Si tratta di un modello culturale da tempo imposto dal potere e alimentato attraverso la sua micidiale macchina di propaganda. Basta guardare una qualsiasi fiction televisiva in prima serata, o leggere i rotocalchi d’intrattenimento. Il potere ha bisogno di distruggere le relazioni sociali, di creare individui soli, isolati, possibilmente single, senza radici, senza identità, fragili, indifesi ed impauriti, ovvero dei soggetti perfettamente manipolabili.
Ci sono persino paesi e religioni che persino legittimato il fatto di dover celare il volto con una maschera.
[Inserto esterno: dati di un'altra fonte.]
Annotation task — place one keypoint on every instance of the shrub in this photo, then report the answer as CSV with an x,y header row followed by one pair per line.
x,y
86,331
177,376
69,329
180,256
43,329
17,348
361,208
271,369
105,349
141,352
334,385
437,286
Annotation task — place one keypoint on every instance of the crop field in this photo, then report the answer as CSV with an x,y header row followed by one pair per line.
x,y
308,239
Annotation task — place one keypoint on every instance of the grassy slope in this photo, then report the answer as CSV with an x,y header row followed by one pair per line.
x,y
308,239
Ma come si fa ad avere una relazione con l’altro senza vederlo in faccia? Proprio il volto umano è la parte del corpo che deve essere sempre denudata e che non deve essere nascosta. Non è un caso se nell’antica Grecia, lo schiavo veniva definito come ἀπρόσωπος (apròsopos), ossia senza (a) volto (pròsopos), quindi senza dignità, senza libertà, una mera “res”, un oggetto nelle mani del padrone. Il volto scoperto è segno di libertà. Pure i lebbrosi allontanati dalla comunità erano senza volto.
Il volto è anche ciò che contraddistingue l’uomo dall’animale, come ci ha insegnato il grande Cicerone nella sua opera De Legibus (I, 27): «(…) is qui appellatur vultus, qui nullo in animante esse praeter hominem potest, indicat mores» (quello che si chiama volto, che non può esistere in nessun essere vivente se non nell’uomo, indica il carattere di una persona).
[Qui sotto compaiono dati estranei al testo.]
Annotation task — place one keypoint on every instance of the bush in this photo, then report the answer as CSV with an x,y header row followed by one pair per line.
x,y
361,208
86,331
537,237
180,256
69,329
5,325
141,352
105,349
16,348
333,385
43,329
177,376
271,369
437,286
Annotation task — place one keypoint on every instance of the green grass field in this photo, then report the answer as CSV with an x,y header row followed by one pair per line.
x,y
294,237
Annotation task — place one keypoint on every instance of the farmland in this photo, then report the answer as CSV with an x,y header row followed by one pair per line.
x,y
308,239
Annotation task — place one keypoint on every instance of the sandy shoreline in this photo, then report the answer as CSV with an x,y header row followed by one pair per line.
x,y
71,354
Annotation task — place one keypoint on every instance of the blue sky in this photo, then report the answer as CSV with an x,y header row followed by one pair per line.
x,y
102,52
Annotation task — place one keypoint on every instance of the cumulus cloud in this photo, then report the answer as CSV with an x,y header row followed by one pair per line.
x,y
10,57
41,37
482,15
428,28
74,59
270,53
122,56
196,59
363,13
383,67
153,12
Il volto è un elemento essenziale della relazione umana.
Persino Dio per farsi conoscere dagli uomini ha dovuto far intravedere il Suo volto diventando uomo, cioè entrando come persona nella storia. Si è rivelato attraverso il volto di Gesù Cristo, che è diventato il volto del destino umano, la natura del significato del nostro essere, proprio perché Gesù Cristo è il volto del Padre.
Così la definizione totale del significato dell’uomo nel mondo è passata attraverso un volto.
Mi sono anche ricordato che il filosofo lituano Emmanuel Levinas ha dedicato gran parte della sua ricerca filosofica proprio al significato del volto.
Per il pensatore lituano, l’epifania, e dunque la manifestazione dell’altro, avviene nel dialogo, nel “faccia a faccia”. L’altro diventa quindi una rivelazione concessa in particolare dal volto, che è il mezzo di comunicazione primo e lo strumento attraverso il quale l’umanità di ciascuno si palesa, al punto da far intravvedere una traccia dell’Infinto.
Il volto è il luogo in cui, più che altrove, si giocano le dinamiche dell’uomo, e quindi anche il suo rapporto col Potere. Per questo – come ha lucidamente scritto Giorgio Agamben, un altro filosofo che stimo – il volto è anche «il luogo della politica». Agamben avverte, però, che «un Paese che decide di rinunciare al proprio volto, di coprire con maschere in ogni luogo i volti dei propri cittadini è, allora, un Paese che ha cancellato da sé ogni dimensione politica», e «in questo spazio vuoto, sottoposto in ogni istante a un controllo senza limiti, si muovono ora individui isolati gli uni dagli altri, che hanno perduto il fondamento immediato e sensibile della loro comunità e possono solo scambiarsi messaggi diretti a un nome senza più volto».
Mai come in questi tempi cui il diritto appare condizionato, in cui appaiono spesso gli Ausnahmezustand (stato d’eccezione) come descritti da Carl Schmitt in cui si rischia di diventare un paradigma normale di governo, il volto è davvero il luogo della politica. È la sfida alla tirannia che pretende un popolo di “apròsopos”, fatto di individui senza volto, segna dignità, senza identità, senza libertà.
Ancora una volta Agamben sul punto è chiarissimo: «Il nostro tempo impolitico non vuole vedere il proprio volto, lo tiene a distanza, lo maschera e copre. Non devono esserci più volti, ma solo numeri e cifre. Anche il tiranno è senza volto».
Numeri e cifre …Spid, identità digitale, ecc….altrimenti non esisti.